STUDENTS at the North’s leading state boarding school will be turning detective when a top children’s author arrives to reveal the secrets behind her best-selling murder mystery books.
Robin Stevens’s classic boarding school series Murder Most Unladylike might be set in the fictional Deepdean School for Girls, but that won’t stop Ripon Grammar School pupils creating a mystery of their very own in deepest North Yorkshire.
Pupils from RGS, along with other local schoolchildren, will be discovering what makes a great detective before helping create and solve their own mystery with the popular American-born English author.
Stevens first became fascinated by murder mysteries when she was 12 years old and read the Agatha Christie novel The Murder of Roger Ackroyd, which got her hooked.
Having grown up reading Enid Blyton’s Mallory Towers and St Clare’s school stories, 31-year-old Stevens went on to go to boarding school herself, which she really enjoyed: “There’s something fantastic about a boarding school setting,” she explains.
Now introducing younger readers to the joys of unpredictable whodunnits, the award-winning author will be talking to students at RGS on September 30 from 9.15am, an event organised by The Little Ripon Bookshop.
During the morning, she will explain more about the inspiration behind Top Marks for Murder, the highly anticipated eighth mystery in her best-selling series.
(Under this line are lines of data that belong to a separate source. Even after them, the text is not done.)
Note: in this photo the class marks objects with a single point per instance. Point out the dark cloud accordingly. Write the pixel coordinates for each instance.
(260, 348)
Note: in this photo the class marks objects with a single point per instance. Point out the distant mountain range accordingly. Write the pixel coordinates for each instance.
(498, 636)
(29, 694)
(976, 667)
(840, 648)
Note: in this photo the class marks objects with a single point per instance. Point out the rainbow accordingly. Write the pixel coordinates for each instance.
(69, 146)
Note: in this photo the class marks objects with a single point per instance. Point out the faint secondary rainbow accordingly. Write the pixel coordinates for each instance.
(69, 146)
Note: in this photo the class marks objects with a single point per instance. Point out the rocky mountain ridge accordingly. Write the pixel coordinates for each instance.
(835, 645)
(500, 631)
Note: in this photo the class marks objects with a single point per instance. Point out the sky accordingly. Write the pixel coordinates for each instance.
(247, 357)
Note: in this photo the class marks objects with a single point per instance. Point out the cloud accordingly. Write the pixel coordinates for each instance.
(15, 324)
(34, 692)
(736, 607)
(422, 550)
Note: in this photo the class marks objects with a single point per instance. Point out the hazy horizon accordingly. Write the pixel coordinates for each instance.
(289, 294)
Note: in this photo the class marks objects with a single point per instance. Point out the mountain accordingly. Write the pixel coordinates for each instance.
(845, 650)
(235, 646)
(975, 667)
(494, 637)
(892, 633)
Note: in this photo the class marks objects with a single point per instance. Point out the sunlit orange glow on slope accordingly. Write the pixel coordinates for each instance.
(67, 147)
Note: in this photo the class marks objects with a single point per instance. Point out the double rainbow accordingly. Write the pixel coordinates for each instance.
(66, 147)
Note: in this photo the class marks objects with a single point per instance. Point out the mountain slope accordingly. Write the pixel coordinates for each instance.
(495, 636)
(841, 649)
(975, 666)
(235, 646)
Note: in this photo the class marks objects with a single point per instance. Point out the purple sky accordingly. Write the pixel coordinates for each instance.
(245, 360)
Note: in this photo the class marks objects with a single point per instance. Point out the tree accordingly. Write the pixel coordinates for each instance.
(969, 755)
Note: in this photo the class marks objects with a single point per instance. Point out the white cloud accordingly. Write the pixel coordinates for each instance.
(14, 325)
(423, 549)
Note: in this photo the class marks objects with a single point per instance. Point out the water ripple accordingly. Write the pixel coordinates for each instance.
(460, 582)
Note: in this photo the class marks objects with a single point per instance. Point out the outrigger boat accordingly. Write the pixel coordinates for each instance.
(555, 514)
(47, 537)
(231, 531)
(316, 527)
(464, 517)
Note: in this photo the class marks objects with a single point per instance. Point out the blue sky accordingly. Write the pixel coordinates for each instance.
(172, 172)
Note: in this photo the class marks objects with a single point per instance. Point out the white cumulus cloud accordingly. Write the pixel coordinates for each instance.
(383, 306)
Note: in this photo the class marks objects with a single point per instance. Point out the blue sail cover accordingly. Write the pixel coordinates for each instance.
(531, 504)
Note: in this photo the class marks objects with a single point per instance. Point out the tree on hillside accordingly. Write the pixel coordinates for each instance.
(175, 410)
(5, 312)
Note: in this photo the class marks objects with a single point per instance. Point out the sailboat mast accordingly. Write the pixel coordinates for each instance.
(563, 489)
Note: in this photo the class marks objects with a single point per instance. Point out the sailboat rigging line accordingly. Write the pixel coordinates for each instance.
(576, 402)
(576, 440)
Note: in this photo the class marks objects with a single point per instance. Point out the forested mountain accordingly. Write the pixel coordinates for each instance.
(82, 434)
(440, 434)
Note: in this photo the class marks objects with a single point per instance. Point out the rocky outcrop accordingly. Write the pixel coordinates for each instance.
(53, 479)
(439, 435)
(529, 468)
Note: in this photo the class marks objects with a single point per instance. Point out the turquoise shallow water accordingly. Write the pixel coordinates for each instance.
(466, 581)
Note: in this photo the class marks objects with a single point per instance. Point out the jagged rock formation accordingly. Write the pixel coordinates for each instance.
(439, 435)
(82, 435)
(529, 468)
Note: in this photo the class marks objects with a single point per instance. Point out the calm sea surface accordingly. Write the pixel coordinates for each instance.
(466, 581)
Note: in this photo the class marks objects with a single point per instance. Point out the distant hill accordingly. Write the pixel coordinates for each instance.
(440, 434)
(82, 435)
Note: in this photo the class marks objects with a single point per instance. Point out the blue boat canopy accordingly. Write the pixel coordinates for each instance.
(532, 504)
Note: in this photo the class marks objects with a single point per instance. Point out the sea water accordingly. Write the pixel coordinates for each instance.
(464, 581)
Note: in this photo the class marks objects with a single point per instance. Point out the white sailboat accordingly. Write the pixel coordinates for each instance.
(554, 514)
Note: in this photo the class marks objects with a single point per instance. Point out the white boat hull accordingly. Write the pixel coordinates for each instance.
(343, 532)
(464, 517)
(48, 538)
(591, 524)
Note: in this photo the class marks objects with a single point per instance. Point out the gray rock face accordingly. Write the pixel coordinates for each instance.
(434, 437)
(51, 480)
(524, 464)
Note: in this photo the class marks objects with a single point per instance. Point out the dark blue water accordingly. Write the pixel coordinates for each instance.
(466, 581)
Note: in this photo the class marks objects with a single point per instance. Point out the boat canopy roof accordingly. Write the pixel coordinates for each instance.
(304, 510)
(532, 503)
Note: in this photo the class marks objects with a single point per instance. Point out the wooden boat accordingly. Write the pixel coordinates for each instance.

Set in the 1930s and combining classic crime with nostalgic boarding school stories, the series, described as Agatha Christie meets Enid Blyton, follows the adventures of youthful detectives Daisy Wells and Hazel Wong.
Her first book, Murder Most Unladylike, was the biggest middle-grade debut of 2014, winning the Waterstones Children’s Book Prize (Young Fiction category) and garnering a loyal fan base and huge critical acclaim.
In the latest book, Daisy and Hazel are finally back at Deepdean, and the school is preparing for a most exciting event: the school’s fiftieth anniversary.